Intervention de Gérard Leseul

Séance en hémicycle du jeudi 18 février 2021 à 15h00
Protection des mineurs victimes de violences sexuelles — Discussion générale

Photo issue du site de l'Assemblée nationale ou de WikipediaGérard Leseul :

Renforcer la protection des mineurs victimes de violences sexuelles est une exigence attendue depuis de nombreuses années ; cela a été très bien dit par les orateurs précédents. Nous sommes toutes et tous, à épisodes malheureusement répétés, bouleversés par la révélation d'actes criminels de violence sexuelle et d'inceste. Chaque récit est glaçant, chaque témoignage est une épreuve souvent insoutenable ; des vies sont durablement abîmées. La place spécifique que le viol occupe désormais en droit pénal, parmi les autres agressions sexuelles, est le fruit de nombreux efforts et combats collectifs. Depuis le combat de Gisèle Halimi, plusieurs interpellations ont permis de faire avancer le droit : en 2012, le « manifeste des 313 » a brisé le silence qui trop souvent entoure, voire étouffe, le crime de viol ; l'allongement de la prescription pour les faits de crime sexuel sur mineurs a permis d'avancer.

Écoutons les professionnels de la protection de l'enfance, qui demandent notamment que tout acte sexuel incestueux commis sur un ou une mineure soit qualifié de crime incestueux et puni par la loi, sans qu'un hypothétique consentement de la victime ne soit examiné. Publiquement réprouvé, mais malheureusement odieusement répandu dans la société, l'inceste n'est pas encore une infraction en tant que telle devant les tribunaux. Interdit par le code civil et puni par le code pénal lorsqu'il est commis sur mineur, l'inceste n'est devant la loi qu'une circonstance aggravante de crimes sexuels. L'adjectif « incestueux » n'a fait son entrée dans le code pénal qu'avec la loi de 2016, qui dispose que le viol est réputé incestueux lorsqu'il est commis par les membres du cercle familial. Il existe un hiatus énorme entre la réprobation universelle de ce tabou, de cet interdit immuable – en référence aux travaux de Claude Lévi-Strauss – et sa trop grande fréquence dans la société. Les chiffres sont glaçants : en 2020, plus de trois Français sur dix connaissent au moins une personne victime d'inceste et 10 % des sondés déclarent en avoir eux-mêmes été victimes, soit 6,7 millions de personnes. Je n'oublie pas que 78 % des victimes sont des filles.

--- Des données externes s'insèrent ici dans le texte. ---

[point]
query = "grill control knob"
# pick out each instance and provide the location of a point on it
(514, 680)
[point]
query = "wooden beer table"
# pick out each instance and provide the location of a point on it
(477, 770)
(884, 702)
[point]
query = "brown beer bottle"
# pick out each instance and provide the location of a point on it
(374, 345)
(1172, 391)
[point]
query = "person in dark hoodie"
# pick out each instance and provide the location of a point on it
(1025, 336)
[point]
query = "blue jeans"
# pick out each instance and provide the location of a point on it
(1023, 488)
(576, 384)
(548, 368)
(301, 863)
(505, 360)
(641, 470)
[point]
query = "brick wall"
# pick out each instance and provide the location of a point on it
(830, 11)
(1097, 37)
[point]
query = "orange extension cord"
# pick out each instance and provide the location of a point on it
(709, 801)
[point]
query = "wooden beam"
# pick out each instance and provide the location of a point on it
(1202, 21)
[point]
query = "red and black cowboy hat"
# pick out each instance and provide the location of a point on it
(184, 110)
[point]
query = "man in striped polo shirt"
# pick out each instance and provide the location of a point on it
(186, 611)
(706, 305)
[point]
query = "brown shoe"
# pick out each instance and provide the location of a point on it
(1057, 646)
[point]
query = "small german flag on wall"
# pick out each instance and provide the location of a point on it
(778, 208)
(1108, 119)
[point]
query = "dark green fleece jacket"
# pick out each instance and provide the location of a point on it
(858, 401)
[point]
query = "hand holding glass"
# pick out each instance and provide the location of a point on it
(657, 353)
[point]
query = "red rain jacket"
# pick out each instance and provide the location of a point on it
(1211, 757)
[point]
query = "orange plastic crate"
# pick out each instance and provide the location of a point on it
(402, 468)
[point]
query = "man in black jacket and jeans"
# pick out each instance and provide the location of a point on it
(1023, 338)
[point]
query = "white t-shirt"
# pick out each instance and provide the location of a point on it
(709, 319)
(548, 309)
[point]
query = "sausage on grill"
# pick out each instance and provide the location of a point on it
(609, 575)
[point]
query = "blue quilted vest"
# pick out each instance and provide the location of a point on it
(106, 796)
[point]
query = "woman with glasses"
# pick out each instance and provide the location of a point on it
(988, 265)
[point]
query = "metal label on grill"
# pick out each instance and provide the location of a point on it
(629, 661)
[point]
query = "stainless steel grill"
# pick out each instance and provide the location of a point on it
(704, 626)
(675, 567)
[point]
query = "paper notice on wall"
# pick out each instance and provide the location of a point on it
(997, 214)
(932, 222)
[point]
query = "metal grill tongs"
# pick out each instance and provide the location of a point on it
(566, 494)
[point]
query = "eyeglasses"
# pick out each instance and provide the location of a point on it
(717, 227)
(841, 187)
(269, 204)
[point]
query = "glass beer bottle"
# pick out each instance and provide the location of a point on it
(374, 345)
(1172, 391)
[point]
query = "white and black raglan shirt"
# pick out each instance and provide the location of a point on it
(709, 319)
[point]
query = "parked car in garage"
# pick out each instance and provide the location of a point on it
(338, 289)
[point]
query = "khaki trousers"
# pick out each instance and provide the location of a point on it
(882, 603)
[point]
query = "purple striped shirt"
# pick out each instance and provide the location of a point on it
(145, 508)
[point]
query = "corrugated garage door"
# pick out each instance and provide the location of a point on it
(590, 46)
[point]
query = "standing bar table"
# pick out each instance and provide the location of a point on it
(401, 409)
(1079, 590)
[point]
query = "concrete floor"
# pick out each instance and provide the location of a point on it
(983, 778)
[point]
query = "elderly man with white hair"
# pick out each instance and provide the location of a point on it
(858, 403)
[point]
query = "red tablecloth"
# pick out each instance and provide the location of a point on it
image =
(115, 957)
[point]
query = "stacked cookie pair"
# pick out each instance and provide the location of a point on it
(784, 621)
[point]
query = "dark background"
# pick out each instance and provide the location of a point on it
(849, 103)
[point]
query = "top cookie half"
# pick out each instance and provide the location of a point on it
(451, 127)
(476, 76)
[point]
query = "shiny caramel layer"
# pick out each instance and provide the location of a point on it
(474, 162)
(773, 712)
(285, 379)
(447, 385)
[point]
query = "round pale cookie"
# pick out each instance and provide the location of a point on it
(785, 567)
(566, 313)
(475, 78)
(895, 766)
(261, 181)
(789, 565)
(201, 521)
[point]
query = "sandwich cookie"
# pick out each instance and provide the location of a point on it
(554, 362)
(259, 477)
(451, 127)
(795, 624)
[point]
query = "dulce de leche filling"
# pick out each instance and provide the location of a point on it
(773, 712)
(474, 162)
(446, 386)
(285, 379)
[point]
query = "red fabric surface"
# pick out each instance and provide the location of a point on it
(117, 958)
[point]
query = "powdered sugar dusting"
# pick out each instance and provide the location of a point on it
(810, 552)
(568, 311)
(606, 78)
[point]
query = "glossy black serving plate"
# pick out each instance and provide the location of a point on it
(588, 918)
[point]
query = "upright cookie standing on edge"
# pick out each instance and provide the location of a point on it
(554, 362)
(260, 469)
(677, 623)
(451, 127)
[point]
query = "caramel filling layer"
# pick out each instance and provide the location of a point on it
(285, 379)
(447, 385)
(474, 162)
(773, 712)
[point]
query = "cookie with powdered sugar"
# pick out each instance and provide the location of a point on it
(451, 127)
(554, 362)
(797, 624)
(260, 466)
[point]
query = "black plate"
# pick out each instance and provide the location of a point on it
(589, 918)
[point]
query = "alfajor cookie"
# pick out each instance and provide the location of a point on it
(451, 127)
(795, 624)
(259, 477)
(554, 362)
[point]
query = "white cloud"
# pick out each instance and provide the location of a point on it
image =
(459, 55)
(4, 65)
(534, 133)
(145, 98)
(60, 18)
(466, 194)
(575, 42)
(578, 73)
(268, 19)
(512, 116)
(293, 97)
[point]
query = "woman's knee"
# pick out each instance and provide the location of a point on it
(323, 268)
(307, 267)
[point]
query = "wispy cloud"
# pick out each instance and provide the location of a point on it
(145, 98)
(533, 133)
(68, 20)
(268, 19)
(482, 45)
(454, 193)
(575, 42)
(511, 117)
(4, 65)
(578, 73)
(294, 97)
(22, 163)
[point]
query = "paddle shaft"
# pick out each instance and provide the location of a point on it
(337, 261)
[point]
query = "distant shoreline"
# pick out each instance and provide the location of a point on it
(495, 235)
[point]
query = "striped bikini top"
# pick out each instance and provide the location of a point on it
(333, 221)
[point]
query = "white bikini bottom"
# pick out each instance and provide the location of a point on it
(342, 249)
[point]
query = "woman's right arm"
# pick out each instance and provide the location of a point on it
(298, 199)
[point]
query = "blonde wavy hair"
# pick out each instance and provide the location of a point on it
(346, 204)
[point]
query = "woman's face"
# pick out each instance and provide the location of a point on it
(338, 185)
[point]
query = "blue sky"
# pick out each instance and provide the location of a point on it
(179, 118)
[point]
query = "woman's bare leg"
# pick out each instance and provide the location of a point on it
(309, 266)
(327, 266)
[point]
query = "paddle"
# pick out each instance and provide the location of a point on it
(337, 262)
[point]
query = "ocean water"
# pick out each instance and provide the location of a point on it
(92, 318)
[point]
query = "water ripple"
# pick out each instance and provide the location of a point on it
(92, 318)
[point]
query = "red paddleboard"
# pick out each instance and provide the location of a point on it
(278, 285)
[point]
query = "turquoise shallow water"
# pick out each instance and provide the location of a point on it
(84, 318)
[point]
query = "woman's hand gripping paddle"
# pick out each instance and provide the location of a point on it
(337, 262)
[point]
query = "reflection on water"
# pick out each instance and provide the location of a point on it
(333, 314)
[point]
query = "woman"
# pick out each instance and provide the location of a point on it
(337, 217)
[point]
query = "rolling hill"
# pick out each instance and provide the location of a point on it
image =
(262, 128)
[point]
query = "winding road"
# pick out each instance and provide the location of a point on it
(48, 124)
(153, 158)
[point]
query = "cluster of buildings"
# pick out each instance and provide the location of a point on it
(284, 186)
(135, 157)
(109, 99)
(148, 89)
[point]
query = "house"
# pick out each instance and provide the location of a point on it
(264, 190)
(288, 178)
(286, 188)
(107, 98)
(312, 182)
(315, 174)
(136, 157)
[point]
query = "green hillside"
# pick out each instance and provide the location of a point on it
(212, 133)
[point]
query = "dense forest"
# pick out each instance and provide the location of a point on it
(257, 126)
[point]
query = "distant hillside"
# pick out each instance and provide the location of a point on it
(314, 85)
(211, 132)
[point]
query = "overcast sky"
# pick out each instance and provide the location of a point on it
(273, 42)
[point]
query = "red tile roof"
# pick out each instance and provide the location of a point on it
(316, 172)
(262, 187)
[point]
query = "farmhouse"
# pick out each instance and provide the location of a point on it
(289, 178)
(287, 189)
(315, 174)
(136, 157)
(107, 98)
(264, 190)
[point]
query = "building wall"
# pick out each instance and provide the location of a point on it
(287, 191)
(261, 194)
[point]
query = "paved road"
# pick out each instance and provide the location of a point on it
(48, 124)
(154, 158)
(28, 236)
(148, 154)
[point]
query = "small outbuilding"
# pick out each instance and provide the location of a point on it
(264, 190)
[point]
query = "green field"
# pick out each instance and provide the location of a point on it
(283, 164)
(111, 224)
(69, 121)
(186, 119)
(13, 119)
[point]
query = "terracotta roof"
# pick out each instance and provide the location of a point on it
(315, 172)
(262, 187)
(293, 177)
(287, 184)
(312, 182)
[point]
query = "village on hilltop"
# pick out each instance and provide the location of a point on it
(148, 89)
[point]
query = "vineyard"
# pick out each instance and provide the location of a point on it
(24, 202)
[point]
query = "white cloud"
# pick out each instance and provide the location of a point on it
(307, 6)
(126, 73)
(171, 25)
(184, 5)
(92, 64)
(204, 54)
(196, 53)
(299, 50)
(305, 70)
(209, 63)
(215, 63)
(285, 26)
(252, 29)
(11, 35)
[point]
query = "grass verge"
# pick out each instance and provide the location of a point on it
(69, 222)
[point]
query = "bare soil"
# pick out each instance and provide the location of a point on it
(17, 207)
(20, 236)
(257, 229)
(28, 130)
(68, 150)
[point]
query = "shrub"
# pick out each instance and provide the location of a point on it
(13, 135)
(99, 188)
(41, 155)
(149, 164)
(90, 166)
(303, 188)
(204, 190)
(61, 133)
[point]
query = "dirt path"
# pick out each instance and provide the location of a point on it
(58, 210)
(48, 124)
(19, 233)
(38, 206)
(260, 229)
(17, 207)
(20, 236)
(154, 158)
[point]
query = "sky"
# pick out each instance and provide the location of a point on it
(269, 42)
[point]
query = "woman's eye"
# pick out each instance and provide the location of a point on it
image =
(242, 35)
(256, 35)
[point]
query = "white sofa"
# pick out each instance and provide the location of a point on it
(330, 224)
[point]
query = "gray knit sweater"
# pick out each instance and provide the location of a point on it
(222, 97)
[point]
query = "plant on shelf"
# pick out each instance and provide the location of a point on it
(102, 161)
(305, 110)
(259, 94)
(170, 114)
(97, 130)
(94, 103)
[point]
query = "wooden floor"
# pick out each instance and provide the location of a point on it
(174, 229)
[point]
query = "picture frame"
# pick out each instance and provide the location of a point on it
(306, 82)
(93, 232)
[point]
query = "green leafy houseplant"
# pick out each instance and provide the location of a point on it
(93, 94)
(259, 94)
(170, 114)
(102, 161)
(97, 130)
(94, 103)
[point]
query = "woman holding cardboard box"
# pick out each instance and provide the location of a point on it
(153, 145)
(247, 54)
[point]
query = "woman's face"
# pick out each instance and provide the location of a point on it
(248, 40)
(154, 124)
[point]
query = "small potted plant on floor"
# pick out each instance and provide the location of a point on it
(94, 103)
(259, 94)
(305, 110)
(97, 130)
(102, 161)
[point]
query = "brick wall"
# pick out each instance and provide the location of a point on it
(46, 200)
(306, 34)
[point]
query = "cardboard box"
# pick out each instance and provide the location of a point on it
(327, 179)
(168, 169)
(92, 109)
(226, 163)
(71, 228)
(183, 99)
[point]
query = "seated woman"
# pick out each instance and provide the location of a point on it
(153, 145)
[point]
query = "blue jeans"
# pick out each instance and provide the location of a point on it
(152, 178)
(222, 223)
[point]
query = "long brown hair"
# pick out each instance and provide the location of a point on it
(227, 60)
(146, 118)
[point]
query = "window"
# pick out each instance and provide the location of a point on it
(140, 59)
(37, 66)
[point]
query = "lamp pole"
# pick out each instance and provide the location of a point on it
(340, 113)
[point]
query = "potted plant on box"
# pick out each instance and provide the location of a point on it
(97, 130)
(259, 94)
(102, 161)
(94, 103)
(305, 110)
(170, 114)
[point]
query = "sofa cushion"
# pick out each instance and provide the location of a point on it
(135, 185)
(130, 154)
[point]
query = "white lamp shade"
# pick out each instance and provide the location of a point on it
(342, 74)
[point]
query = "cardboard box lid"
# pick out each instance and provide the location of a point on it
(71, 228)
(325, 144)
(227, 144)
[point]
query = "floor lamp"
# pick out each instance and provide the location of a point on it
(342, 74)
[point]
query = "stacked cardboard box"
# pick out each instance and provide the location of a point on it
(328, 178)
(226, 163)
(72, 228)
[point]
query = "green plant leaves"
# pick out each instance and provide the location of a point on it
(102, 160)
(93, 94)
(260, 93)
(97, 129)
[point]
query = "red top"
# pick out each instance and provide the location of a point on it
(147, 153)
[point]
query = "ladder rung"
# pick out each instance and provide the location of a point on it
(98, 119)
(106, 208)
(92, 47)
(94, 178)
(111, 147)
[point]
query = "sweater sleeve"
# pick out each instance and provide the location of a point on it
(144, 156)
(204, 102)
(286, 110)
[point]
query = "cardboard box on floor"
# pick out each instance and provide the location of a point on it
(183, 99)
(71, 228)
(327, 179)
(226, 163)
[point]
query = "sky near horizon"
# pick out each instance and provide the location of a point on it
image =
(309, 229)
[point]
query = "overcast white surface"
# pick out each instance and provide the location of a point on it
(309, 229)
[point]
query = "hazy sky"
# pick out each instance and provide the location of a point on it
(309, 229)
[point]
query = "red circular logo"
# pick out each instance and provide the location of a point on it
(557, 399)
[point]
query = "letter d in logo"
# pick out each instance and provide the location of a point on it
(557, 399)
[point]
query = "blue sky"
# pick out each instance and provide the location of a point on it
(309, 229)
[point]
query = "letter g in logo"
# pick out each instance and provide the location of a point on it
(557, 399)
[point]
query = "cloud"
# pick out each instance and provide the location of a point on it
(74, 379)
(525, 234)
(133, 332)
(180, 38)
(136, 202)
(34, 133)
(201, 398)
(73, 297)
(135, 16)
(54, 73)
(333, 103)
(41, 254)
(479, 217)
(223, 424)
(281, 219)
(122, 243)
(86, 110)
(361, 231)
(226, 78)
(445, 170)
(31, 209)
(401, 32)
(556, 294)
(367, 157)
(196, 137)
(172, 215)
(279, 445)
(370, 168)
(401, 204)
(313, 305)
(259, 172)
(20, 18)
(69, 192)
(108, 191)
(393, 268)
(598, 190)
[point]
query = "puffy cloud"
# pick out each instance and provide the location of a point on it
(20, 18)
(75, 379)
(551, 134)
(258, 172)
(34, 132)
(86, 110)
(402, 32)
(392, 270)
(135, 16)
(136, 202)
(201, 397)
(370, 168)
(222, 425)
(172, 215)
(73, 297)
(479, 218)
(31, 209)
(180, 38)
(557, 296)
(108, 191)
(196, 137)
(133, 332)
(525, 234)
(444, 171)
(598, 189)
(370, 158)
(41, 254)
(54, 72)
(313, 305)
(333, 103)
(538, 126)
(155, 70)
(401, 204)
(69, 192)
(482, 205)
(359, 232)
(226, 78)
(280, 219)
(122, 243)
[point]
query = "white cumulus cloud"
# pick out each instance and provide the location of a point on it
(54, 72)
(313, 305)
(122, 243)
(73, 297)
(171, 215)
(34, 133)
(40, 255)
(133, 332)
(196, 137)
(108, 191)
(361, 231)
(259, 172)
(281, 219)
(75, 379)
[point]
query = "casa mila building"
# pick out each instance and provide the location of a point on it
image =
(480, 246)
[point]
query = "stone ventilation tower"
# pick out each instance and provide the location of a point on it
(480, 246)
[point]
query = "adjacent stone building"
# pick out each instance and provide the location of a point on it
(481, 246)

Le droit pénal n'est pas assez protecteur : il y a trop de failles dans lesquelles les pires horreurs peuvent se produire. La proposition initiale d'Isabelle Santiago – avant son affadissement en commission des lois – est simple, courageuse et nécessaire. Si l'affaire Duhamel, à laquelle tout le monde pense, avait été judiciarisée, la défense aurait pu présumer un consentement de la victime. Or un enfant de moins de 15 ans qui a subi des violences sexuelles ne devrait pas avoir à prouver son absence de discernement. Nous devons donc adapter la loi et être à la hauteur des exigences de la société, afin de mieux protéger les mineurs victimes de violences sexuelles.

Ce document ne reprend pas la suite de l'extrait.